You've lived the life of a street dog and grown up lean and strong, while
these kids are living the yappy dog life and growing up neurotic. (I intend
that as a compliment to you.) They're optomizing for nonexistent variables.
The article touches on this idea:

"Researchers found that pupils in schools which tackled the problems they
worried about, such as those with eco-clubs and recycling schemes to teach
children about environmental problems, were happier."

------
uuilly
Our parents got through the Cold War with "drop, tuck and roll," just fine.
Plenty of British kids got through WWII with air-raids every other day. The
more we treat children like fragile little eggs, the less able they will be to
carry the torch.

Who said that children shouldn't be anxious? Was there ever a single moment in
world history where children had nothing to worry about?
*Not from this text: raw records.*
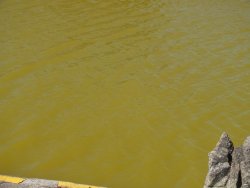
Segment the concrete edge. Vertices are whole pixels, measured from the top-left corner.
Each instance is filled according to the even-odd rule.
[[[36,178],[20,178],[0,175],[0,188],[5,187],[46,187],[46,188],[105,188],[92,185],[77,184],[72,182],[45,180]]]

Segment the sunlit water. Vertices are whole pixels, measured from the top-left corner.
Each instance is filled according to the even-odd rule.
[[[250,133],[250,1],[1,0],[0,174],[199,188]]]

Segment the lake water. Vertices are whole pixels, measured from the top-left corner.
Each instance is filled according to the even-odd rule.
[[[250,1],[1,0],[0,174],[200,188],[250,133]]]

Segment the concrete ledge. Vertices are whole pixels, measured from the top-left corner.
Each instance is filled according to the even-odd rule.
[[[0,188],[104,188],[71,182],[0,175]]]

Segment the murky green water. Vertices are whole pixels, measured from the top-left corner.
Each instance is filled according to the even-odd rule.
[[[250,133],[250,1],[0,1],[0,174],[203,185]]]

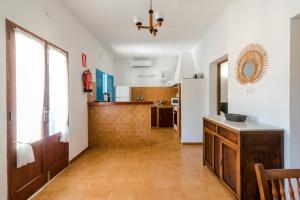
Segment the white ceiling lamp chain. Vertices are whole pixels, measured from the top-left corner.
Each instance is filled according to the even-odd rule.
[[[154,23],[154,18],[156,19],[157,23]],[[164,19],[161,12],[155,12],[152,9],[152,0],[150,0],[150,10],[149,10],[149,26],[143,26],[142,21],[137,17],[133,17],[134,24],[137,26],[138,30],[141,29],[148,29],[151,34],[156,36],[158,32],[158,28],[161,27]]]

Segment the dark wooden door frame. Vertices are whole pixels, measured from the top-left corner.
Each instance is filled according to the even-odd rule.
[[[16,176],[13,174],[15,172],[23,174],[26,171],[26,168],[16,169],[15,160],[16,160],[16,149],[15,145],[17,142],[16,139],[16,54],[15,54],[15,34],[14,29],[19,28],[14,23],[6,20],[6,61],[7,61],[7,173],[8,173],[8,198],[9,199],[25,199],[28,198],[29,194],[33,191],[37,191],[40,186],[46,183],[46,145],[45,138],[42,137],[41,140],[33,143],[33,149],[35,154],[38,154],[37,160],[39,160],[39,165],[34,166],[30,164],[31,169],[34,169],[36,174],[32,174],[29,178],[25,176]],[[22,29],[23,30],[23,29]],[[41,127],[43,128],[44,134],[44,122],[42,121],[41,116]],[[36,155],[35,155],[36,156]],[[23,171],[22,171],[23,170]],[[19,177],[19,183],[25,182],[25,185],[19,187],[18,181],[16,180]],[[15,179],[15,181],[13,181]],[[28,180],[27,180],[28,179]],[[29,180],[30,179],[30,180]],[[12,187],[14,185],[14,187]],[[30,185],[30,186],[29,186]]]
[[[47,97],[46,95],[48,94],[49,96],[49,91],[48,91],[48,86],[49,86],[49,78],[48,78],[48,47],[52,46],[55,47],[57,49],[59,49],[60,51],[64,52],[66,54],[67,57],[67,66],[69,65],[69,56],[68,56],[68,52],[65,51],[64,49],[52,44],[51,42],[39,37],[38,35],[28,31],[27,29],[15,24],[14,22],[6,19],[5,21],[6,24],[6,82],[7,82],[7,86],[6,86],[6,93],[7,93],[7,183],[8,183],[8,199],[12,199],[12,188],[11,188],[11,184],[12,184],[12,164],[14,163],[14,161],[12,160],[12,145],[15,144],[15,138],[13,138],[13,129],[12,129],[12,119],[14,119],[14,114],[12,113],[12,106],[14,105],[14,99],[12,98],[12,96],[14,95],[15,91],[14,88],[16,87],[15,85],[15,77],[14,77],[14,73],[15,73],[15,40],[14,40],[14,34],[13,34],[13,30],[18,28],[22,31],[24,31],[25,33],[45,42],[45,101],[44,101],[44,107],[46,107],[47,109],[49,108],[49,97]],[[43,155],[44,155],[44,160],[43,160],[43,168],[45,171],[45,183],[47,182],[47,168],[49,166],[47,166],[47,153],[46,153],[46,145],[47,145],[47,137],[48,137],[48,120],[46,122],[43,123],[43,127],[44,127],[44,135],[43,135]],[[69,155],[69,145],[68,143],[65,144],[65,148],[67,148],[66,153]],[[56,175],[57,169],[61,169],[61,167],[65,167],[69,160],[68,160],[68,155],[64,158],[64,164],[60,164],[59,167],[55,168],[55,173],[53,173],[53,176]],[[49,176],[49,174],[48,174]],[[50,178],[53,178],[50,177]],[[50,179],[48,177],[48,180]],[[35,189],[36,190],[36,189]],[[37,191],[37,190],[36,190]],[[32,191],[29,191],[30,193],[32,193]]]
[[[221,114],[221,65],[228,62],[228,58],[218,62],[217,64],[217,114]]]

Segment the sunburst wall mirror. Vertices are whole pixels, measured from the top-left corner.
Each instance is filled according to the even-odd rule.
[[[268,69],[268,55],[260,44],[249,44],[239,55],[236,78],[241,84],[258,82]]]

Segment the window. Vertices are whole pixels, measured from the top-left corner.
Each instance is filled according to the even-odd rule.
[[[15,41],[17,142],[31,144],[43,132],[45,43],[19,29]]]
[[[96,86],[98,101],[104,100],[104,93],[109,93],[111,101],[114,101],[114,76],[96,69]]]
[[[66,53],[50,46],[49,135],[68,134],[68,61]],[[66,136],[68,137],[68,136]]]

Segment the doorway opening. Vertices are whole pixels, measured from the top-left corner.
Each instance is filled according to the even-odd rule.
[[[228,60],[217,66],[217,113],[228,113]]]
[[[228,55],[209,65],[209,115],[228,112]]]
Fear of real danger
is as healthy a thing as I can think of.

------
yters
The backlash of it all will be even more apathy, which can be pretty
dangerous. "We're all going to die anyways." Hence, a vicious cycle.

------
DanielBMarkham
Am I the only one that finds irony in the fact that there's a newspaper
article trying to make parents feel anxious about how anxious their kids are?

Isn't this too much cow bell? I mean, what's next? A TV report about the
number of newspaper stories that try to make people worry about things?